Otherwise, when the government them (at the cost of PTCL) in entering into the mobile phones/ wireless loop segment, who was there to keep them away from the fixed telephony sector. The condemnation of the national companies by the economic managers on one pretext or the other is significantly indicative of their tilt in favour of the western agenda.
The quality of our policy makers [including economic managers] is that they do not show their muscles to the powerfully even if equity and justice demand it. The foreign investors are powerful backed by the powerful countries They are not prepared to devise means to ensure fair and equitable distribution of national assets and income and are balancing the budget by borrowings and levying indirect taxes like general sales tax impacting the poor people more seriously.

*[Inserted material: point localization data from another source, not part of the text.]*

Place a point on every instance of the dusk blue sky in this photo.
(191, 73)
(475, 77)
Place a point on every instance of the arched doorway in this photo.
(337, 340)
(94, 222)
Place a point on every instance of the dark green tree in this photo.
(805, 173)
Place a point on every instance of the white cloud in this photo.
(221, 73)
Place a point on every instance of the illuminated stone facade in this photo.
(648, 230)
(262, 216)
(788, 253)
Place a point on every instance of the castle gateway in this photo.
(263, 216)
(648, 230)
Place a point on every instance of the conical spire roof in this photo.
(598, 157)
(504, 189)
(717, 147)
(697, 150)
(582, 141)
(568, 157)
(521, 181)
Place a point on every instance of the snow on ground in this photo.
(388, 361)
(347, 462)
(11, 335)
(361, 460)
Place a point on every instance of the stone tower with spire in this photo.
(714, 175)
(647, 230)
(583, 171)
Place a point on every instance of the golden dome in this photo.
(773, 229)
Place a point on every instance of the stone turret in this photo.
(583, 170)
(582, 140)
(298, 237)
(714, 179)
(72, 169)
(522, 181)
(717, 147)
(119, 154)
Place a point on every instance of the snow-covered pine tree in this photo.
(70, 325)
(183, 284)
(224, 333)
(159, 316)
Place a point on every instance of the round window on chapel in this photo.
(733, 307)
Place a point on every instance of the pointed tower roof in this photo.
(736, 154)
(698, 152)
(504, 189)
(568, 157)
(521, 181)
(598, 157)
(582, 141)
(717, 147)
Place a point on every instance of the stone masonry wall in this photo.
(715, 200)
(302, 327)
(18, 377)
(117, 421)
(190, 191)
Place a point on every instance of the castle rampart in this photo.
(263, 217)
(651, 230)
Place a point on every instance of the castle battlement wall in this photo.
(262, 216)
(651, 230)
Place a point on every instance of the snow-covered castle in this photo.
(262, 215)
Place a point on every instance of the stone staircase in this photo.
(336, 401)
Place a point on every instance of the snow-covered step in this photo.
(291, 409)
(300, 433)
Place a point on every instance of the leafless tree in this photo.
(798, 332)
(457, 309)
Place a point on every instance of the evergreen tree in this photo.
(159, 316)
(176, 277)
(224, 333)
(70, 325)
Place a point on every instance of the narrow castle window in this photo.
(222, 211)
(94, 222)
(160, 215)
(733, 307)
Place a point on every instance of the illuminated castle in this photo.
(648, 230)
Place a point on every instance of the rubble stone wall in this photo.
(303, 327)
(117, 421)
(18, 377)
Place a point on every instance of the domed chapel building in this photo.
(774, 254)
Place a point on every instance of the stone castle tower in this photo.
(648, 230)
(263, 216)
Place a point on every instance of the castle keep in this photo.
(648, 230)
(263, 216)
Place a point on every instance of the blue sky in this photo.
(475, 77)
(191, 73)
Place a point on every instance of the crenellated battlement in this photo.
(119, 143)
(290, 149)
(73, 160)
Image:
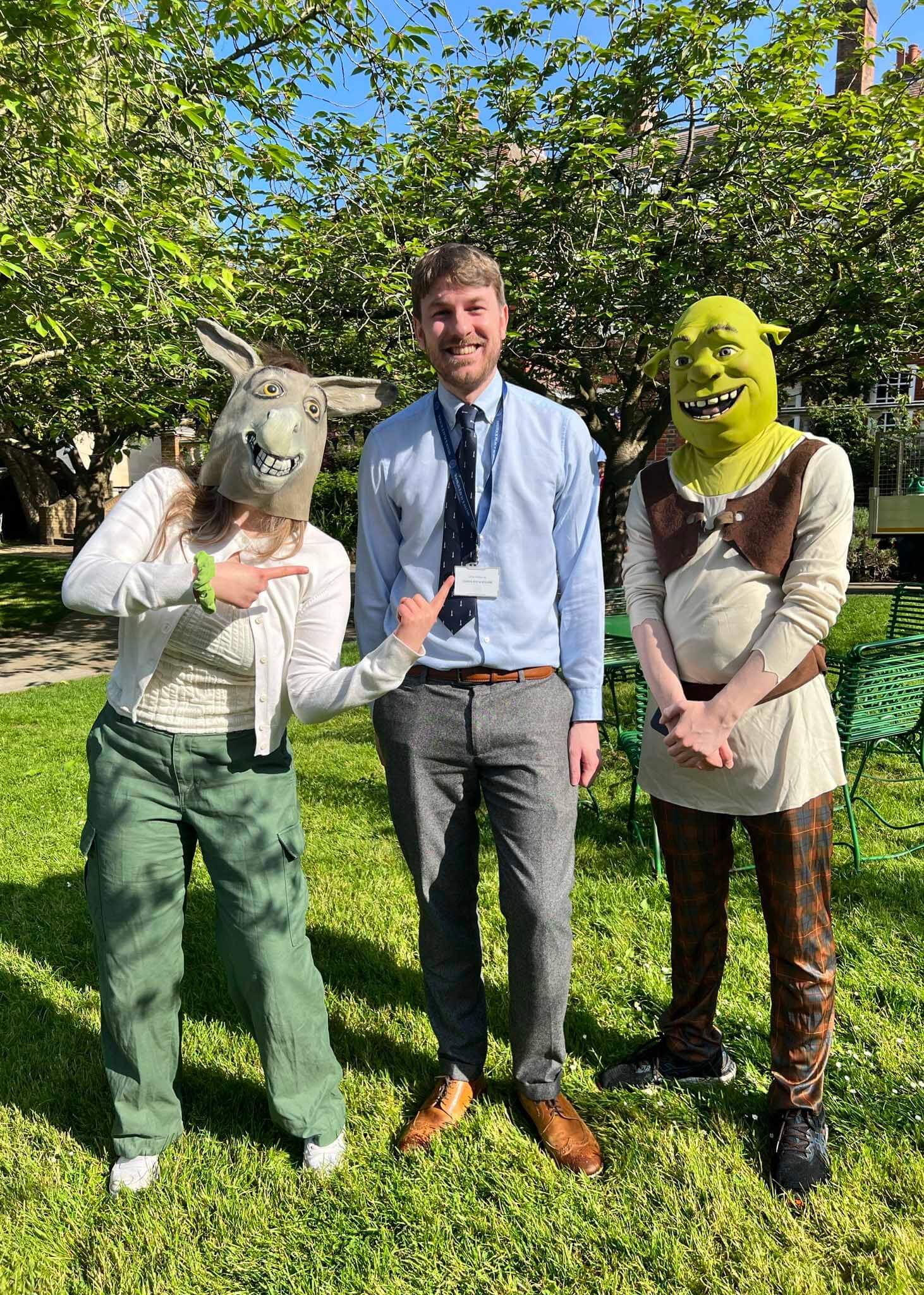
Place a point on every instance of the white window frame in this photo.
(893, 386)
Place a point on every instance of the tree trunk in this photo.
(624, 463)
(91, 491)
(33, 483)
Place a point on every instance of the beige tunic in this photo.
(717, 610)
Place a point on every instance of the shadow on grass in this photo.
(30, 591)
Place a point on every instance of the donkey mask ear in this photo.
(228, 348)
(774, 332)
(348, 396)
(653, 367)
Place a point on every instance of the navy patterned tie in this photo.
(458, 539)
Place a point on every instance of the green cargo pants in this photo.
(152, 797)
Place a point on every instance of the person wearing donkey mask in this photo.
(736, 570)
(232, 609)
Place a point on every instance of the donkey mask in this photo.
(268, 441)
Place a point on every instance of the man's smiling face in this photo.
(722, 376)
(463, 329)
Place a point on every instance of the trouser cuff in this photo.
(457, 1070)
(540, 1092)
(132, 1146)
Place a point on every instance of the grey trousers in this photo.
(444, 747)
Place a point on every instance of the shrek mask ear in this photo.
(651, 367)
(774, 332)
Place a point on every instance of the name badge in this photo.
(477, 582)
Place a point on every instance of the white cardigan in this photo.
(298, 623)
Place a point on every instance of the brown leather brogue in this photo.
(443, 1108)
(564, 1135)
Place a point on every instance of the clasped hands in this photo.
(698, 736)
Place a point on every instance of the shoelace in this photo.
(794, 1132)
(444, 1089)
(554, 1109)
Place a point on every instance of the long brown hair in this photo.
(205, 516)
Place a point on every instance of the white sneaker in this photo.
(324, 1159)
(135, 1174)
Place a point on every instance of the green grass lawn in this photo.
(684, 1203)
(30, 592)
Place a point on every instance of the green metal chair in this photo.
(880, 705)
(906, 617)
(629, 742)
(620, 658)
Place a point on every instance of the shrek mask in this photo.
(724, 394)
(267, 443)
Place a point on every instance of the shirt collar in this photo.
(487, 403)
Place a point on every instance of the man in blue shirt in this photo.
(499, 489)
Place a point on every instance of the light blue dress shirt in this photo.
(541, 531)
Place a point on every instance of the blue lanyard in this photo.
(456, 476)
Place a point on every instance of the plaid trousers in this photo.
(793, 856)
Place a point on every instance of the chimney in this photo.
(851, 74)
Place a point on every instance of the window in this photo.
(892, 388)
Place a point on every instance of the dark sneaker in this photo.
(799, 1150)
(654, 1064)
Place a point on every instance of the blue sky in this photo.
(896, 18)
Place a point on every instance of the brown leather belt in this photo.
(810, 666)
(477, 675)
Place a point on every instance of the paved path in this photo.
(78, 648)
(85, 645)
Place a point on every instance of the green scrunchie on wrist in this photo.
(202, 582)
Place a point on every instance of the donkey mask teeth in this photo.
(271, 465)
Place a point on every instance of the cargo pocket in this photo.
(293, 841)
(91, 877)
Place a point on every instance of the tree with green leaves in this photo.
(655, 153)
(142, 156)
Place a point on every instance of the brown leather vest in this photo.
(760, 525)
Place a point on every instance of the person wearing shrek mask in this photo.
(736, 570)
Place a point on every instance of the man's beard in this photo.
(468, 377)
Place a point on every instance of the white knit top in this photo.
(206, 677)
(717, 610)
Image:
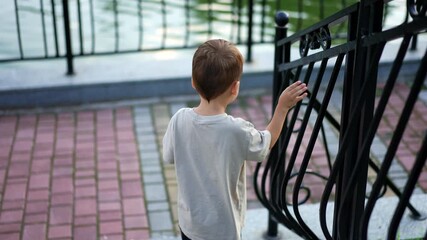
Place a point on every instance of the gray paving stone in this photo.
(150, 155)
(158, 206)
(152, 169)
(155, 192)
(150, 178)
(146, 162)
(160, 221)
(148, 147)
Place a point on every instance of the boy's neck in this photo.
(213, 107)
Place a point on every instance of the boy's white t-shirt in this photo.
(209, 153)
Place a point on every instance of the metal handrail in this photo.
(360, 119)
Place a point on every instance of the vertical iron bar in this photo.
(68, 43)
(417, 167)
(313, 138)
(116, 26)
(55, 32)
(164, 24)
(263, 16)
(321, 10)
(79, 18)
(140, 25)
(210, 18)
(239, 20)
(187, 23)
(371, 65)
(345, 121)
(92, 26)
(18, 30)
(249, 42)
(43, 29)
(282, 20)
(394, 143)
(414, 42)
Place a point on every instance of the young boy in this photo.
(209, 147)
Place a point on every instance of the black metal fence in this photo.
(279, 181)
(50, 29)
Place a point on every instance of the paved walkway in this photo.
(95, 171)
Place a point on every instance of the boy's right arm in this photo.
(289, 97)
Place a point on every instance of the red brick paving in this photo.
(70, 175)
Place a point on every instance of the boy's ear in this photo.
(235, 87)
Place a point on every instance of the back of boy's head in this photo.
(216, 65)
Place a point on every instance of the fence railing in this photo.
(323, 62)
(50, 29)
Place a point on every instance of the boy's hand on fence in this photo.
(292, 95)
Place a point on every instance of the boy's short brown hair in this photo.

The absence of their writ over sugar and cement producers are the recent instances where they are not in a position to proceed beyond the rhetoric of asking the companies to reduce the prices. The same is true for automobiles sector. The economic managers are also not in a position to touch the speculators in bourses and real estate sector who are earning billions of tax free income.
The most injurious aspect of the "internationalisation" of the national assets relates to the external sector. Today, the country is flushed with foreign exchange reserves on various accounts, including sale of the national assets to the foreigners but nobody is prepared to look into the long-term impact of the policy when the country will stand deprived of its assets and the foreigners' demand on the balance of payments on account of remittances of profits / dividend will be mounting resulting in large mismatch in receipts and payments.
The sole consolation of the present economic managers in this context seems to be that they will not be there and may have quit not only the jobs but also the country after passing on the buck to their successors.
Yet another dangerous aspect of the "internationalisation" is that after PTCL, we shall be handing over Pakistan State Oil Company and National Refinery Ltd to the foreigners in the next few months.
If some day in future, our arch enemy India purchases these companies, what will happen to our national interest? If so happens, will that country not jeopardise our national interests at will? But our policy makers are not to worry because after some time they will depart from the scene after passing on the dangerous buck to their successors.
The sensitivity of the Western powers viz-a-viz sale of their assets to the foreigners can be gauged from the instance of American oil company UNOCAL for whose purchase China gave the highest bid but the American authorities immediately took a U-turn from their avowed policy and blocked the deal while our economic managers are blindly selling the strategic national assets to the foreigners.
To dismiss the philosophy of socialism as an outright "Utopian" dream is not justified. This very philosophy not only provided food, clothing and shelter to all the citizens of the socialist states for over 70 years and simultaneously compelled the capitalist Western world to introduce reforms in the social sectors including the health and education sectors also envisaging subsistence allowance to the unemployed [of which many Pakistanis are also the beneficiaries].
It will be worth noticing that after the collapse Soviet Union and other socialist states, the western world has started bringing cut in the social sector facilities. The causes of the collapse of the socialist society may have to be investigated in a greater depth instead of dismissing the philosophy itself by calling it a "utopian" dream. Prima facie, the political incompetence and short-sightedness of the Soviet leadership leading to their fall in the Western trap in invading Afghanistan in 1979 seems to be the reason.